I don’t understand the use of this website at all.
So, I wonder this way of leaving message is right.
Well,I just leave a message.
Thank you for your class that I enjoyed.
I always feel the lack of my vocaburary not to explain my feelgins…
But I try to comunicate better!
See you again at class!
If this blog is any indication of your literary prowess, you may want to reconsider becoming a novelist.
Hi Akiko, yes… I think that you have understood how to leave a message!
I enjoyed my class with you, too.
Akiko2… Evidently I’ve offended you, and I’m sorry, but I’d like to hear more about how you feel. Let’s not just trade insults.
i stumbled upon your site doing my rounds on the good ole www.
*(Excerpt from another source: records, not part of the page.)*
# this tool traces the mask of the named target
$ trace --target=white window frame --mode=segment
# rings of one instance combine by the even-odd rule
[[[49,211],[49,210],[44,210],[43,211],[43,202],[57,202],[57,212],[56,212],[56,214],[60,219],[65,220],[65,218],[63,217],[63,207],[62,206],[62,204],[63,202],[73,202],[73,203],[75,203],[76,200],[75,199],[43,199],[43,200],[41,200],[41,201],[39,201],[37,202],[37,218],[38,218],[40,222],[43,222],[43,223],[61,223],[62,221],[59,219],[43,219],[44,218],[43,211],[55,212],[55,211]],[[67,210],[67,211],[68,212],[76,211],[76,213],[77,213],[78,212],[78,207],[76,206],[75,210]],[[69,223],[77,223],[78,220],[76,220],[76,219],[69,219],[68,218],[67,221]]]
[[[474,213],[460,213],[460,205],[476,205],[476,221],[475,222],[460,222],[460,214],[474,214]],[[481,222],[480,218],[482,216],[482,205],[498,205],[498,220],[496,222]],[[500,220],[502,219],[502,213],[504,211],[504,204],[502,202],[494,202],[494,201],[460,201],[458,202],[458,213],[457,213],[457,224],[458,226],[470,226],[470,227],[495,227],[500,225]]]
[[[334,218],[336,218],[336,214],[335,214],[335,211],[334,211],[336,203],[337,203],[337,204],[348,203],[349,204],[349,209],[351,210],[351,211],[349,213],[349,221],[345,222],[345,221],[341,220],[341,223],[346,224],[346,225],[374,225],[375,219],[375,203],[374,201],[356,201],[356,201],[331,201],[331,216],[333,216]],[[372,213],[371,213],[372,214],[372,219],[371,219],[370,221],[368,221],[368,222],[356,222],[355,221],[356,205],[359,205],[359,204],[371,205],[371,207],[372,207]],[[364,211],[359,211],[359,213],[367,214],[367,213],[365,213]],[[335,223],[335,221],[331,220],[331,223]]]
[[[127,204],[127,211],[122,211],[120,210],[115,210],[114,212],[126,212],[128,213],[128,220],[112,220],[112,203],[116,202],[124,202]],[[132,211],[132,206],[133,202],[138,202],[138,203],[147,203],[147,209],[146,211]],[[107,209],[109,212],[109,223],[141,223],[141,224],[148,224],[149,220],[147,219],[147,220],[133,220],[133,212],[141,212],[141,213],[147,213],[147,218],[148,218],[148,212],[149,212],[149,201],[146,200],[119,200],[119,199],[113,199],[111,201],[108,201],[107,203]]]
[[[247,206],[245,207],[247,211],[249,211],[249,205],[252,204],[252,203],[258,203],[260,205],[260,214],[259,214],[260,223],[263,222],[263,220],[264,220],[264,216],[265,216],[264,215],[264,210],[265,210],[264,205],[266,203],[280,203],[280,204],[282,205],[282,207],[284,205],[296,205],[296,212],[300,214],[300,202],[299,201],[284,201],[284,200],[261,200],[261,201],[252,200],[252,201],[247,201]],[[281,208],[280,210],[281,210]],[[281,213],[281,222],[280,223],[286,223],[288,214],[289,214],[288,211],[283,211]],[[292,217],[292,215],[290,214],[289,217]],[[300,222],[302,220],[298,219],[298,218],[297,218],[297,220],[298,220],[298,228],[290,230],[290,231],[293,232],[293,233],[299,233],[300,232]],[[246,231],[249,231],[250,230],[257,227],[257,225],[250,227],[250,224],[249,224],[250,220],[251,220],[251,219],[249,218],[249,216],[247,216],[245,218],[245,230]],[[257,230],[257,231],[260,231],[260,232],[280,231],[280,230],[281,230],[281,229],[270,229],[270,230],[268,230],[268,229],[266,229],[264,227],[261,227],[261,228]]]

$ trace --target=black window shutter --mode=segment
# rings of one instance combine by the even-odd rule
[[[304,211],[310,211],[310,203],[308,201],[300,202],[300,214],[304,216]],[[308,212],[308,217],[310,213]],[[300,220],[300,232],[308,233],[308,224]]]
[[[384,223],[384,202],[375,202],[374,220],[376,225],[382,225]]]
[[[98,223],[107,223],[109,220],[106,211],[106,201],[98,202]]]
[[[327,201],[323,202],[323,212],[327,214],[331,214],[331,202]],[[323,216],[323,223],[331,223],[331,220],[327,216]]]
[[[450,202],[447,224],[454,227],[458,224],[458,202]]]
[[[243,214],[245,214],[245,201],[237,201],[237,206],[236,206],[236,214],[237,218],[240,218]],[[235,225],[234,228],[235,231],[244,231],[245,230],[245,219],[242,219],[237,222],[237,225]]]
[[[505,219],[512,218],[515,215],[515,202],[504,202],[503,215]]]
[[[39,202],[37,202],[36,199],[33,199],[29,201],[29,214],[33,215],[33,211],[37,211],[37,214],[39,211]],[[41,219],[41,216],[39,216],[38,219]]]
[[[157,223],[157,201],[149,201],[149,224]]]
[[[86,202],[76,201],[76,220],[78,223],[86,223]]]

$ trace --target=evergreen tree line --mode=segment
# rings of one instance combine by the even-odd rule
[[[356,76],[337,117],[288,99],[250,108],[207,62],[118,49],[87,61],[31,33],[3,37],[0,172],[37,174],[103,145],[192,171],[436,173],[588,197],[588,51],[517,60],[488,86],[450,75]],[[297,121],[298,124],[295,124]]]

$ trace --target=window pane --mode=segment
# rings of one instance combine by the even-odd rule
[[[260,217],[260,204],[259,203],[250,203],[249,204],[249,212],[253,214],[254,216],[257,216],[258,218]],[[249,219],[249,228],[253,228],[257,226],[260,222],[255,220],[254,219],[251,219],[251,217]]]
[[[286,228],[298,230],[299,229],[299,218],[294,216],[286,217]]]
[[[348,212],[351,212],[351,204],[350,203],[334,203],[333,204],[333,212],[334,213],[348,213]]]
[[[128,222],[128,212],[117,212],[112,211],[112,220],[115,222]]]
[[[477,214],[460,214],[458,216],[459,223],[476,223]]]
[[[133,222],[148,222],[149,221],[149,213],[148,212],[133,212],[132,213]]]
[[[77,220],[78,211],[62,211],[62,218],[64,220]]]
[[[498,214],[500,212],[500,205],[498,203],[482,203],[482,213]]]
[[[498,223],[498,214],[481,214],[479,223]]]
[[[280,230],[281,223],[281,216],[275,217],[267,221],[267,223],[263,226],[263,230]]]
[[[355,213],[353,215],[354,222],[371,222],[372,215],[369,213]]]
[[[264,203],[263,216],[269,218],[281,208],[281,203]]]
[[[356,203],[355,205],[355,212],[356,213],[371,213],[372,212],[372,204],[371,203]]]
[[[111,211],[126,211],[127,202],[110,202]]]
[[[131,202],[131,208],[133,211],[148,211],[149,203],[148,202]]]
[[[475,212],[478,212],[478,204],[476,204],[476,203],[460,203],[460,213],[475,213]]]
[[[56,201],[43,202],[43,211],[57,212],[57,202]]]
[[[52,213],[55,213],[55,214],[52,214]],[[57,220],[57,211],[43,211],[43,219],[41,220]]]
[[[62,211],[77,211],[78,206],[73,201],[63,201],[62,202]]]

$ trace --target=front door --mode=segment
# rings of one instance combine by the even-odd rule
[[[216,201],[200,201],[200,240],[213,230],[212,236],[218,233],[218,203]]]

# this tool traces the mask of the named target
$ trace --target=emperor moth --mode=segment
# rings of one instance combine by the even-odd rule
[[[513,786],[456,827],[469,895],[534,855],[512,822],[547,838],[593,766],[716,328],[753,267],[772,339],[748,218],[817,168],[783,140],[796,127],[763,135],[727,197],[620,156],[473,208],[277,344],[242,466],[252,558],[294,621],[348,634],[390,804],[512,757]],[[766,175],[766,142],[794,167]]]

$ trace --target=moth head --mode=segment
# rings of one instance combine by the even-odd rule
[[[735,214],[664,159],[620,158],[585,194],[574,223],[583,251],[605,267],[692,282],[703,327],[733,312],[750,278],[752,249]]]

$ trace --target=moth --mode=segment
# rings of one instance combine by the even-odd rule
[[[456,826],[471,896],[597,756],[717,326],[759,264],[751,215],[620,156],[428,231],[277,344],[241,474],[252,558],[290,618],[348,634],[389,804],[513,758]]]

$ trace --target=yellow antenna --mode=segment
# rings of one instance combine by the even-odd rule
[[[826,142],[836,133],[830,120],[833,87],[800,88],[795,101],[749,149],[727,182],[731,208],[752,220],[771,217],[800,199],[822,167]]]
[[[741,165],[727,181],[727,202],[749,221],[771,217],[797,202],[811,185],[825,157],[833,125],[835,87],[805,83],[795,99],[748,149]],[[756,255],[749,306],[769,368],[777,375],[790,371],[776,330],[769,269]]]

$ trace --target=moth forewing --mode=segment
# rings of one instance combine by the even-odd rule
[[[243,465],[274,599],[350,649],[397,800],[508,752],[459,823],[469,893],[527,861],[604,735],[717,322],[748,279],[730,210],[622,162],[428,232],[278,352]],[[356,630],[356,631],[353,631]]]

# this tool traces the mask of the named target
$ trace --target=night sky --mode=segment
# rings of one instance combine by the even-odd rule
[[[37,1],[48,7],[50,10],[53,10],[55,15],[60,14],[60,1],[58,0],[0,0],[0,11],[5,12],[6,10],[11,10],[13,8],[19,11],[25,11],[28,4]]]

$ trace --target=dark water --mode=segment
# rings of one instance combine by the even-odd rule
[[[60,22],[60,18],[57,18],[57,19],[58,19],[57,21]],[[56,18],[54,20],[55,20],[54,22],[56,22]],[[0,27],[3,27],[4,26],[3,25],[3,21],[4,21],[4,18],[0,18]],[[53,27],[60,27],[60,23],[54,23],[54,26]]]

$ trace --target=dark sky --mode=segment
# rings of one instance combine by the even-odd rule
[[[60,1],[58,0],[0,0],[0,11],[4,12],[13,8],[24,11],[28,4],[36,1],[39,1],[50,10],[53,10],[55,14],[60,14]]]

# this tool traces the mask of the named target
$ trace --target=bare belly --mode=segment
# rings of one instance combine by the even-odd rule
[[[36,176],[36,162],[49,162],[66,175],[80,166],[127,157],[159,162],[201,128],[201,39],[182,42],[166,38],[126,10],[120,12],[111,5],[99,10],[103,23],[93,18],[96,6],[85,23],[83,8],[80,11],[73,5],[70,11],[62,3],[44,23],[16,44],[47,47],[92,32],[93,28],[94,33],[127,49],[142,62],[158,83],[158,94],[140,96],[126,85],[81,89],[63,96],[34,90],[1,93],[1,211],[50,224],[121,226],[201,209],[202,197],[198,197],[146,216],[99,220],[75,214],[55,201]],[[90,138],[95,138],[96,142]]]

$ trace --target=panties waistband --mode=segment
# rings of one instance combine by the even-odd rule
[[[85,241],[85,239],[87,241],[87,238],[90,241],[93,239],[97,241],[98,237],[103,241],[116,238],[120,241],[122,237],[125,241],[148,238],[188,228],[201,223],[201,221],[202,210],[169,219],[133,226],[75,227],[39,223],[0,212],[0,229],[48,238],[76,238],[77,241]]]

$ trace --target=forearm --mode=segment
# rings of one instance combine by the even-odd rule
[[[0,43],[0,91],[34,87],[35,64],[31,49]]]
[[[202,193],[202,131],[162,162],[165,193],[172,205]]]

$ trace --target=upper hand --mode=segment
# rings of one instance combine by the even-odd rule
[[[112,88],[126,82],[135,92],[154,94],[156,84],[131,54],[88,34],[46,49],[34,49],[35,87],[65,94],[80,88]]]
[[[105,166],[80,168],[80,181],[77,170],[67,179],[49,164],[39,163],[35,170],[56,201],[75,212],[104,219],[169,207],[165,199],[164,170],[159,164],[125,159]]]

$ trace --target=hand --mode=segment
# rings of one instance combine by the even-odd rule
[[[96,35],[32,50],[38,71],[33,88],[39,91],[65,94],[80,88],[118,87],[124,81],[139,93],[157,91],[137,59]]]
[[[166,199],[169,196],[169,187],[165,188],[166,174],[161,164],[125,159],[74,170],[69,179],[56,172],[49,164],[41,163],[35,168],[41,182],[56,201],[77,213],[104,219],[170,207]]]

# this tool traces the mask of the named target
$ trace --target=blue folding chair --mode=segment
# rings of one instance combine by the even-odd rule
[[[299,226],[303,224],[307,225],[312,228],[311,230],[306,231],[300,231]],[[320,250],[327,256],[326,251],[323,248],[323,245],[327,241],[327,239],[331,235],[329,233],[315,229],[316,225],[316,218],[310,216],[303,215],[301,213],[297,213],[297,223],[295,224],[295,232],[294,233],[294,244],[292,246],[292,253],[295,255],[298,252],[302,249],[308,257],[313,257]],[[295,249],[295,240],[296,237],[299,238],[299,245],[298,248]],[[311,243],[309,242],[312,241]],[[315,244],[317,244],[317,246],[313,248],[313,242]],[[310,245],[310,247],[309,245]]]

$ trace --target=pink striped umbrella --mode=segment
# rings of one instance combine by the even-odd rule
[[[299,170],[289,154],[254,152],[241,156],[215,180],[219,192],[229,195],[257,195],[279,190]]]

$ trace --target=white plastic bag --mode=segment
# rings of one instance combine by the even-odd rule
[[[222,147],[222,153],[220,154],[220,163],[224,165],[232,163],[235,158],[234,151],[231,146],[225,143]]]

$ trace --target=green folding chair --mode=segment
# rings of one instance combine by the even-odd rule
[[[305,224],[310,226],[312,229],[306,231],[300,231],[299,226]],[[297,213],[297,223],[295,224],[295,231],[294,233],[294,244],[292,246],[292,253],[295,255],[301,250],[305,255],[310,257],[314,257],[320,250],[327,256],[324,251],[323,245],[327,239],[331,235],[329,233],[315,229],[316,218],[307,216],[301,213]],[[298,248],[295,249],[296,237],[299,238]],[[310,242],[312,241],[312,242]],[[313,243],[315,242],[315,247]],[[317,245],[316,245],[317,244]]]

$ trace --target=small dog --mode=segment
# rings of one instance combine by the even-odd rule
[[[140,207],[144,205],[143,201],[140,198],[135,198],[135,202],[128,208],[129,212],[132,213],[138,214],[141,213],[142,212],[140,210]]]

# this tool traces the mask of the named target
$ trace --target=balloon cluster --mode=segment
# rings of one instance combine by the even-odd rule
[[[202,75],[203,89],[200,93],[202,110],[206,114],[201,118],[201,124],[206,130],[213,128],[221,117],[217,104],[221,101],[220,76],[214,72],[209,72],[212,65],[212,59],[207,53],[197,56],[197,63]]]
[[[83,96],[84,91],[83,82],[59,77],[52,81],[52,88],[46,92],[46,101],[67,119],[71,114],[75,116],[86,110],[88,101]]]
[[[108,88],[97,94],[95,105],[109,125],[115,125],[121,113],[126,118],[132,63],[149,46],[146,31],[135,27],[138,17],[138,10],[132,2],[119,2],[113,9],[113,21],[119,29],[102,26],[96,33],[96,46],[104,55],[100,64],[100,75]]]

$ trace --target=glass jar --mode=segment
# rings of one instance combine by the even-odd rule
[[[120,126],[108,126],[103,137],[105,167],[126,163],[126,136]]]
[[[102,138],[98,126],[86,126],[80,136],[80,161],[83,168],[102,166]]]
superd commentary and insight,especially ur prowness concerning gaming,and the impotance and implications that that it has solidified in our dark and morbid times
dont listen to that bitch Akiko 2
i knew a jap chick once,all she wanted was attention(and my money and time…).dont listen to her
Thanks, Ron.
In response to your comment about the Japanese girl, there are far too many men who’ve been trapped here, in a country they don’t like, by scheming Japanese women who’ve wanted to capture a gaijin husband. At worst, some women here will get pregnant to keep a man who’s about to break up with them, and abort the baby if the strategy doesn’t work. Of course, not all Japanese women are like that, but it’s a pattern that’s been reported to me twice, by people affected enough by this kind of manipulative relationship between the sexes that they know it well. The fact that it happens enough to be commented on as a pattern is chilling. I’ve got no quarrels with abortion, but I do have a problem with people manipulating their sex partners.
My friend…come to Dublin, Ireland…
Small isle, cosmopolitan city, English speakers, Atlantic weather, land of Poets and Novelists, good jobs better beer…
Like you, I was looking for my place for a long time…I am not Irish, but I feel this place is magic…
Cheers. Joseph
Hey Ben,
Just writing you to let you know that your feelings for leaving Australia pretty much echo my own. I have always wanted to visit Japan and finally leave in October to leave for NOVA. Websites like your own provide invaluable information for foreigners not knowing what to expect from working in Japan. Although I try to have a completely openminded approach to living and working there, I don’t want to base my preparation on all the over-positive, advertising fluff one reads on the internet. Reading a cross section of the blogs of english teaching foreigners who actually are live there and locals alike aid me in forming (what I hope will be) a well-rounded expectation of my experiences there.
Joseph: Well, I may consider Dublin, though I’m having a good time back in Melbourne, now, and I’m not anxious to leave yet. Unlike you, I am Irish, or at least my ancestors are, so maybe I should go back and discover my roots someday.
Ato: I’m glad I’ve been able to offer you some insight. I’ve been pretty negative about Japan sometimes, but this post, looking back, is one of the places where I’ve been fairest. If you do get to Japan, I hope you find a way to make it work for yourself. Just be careful: there are a lot of pitfalls out there for gaijin, but if you’re aware of them, you won’t fall in. Best of luck.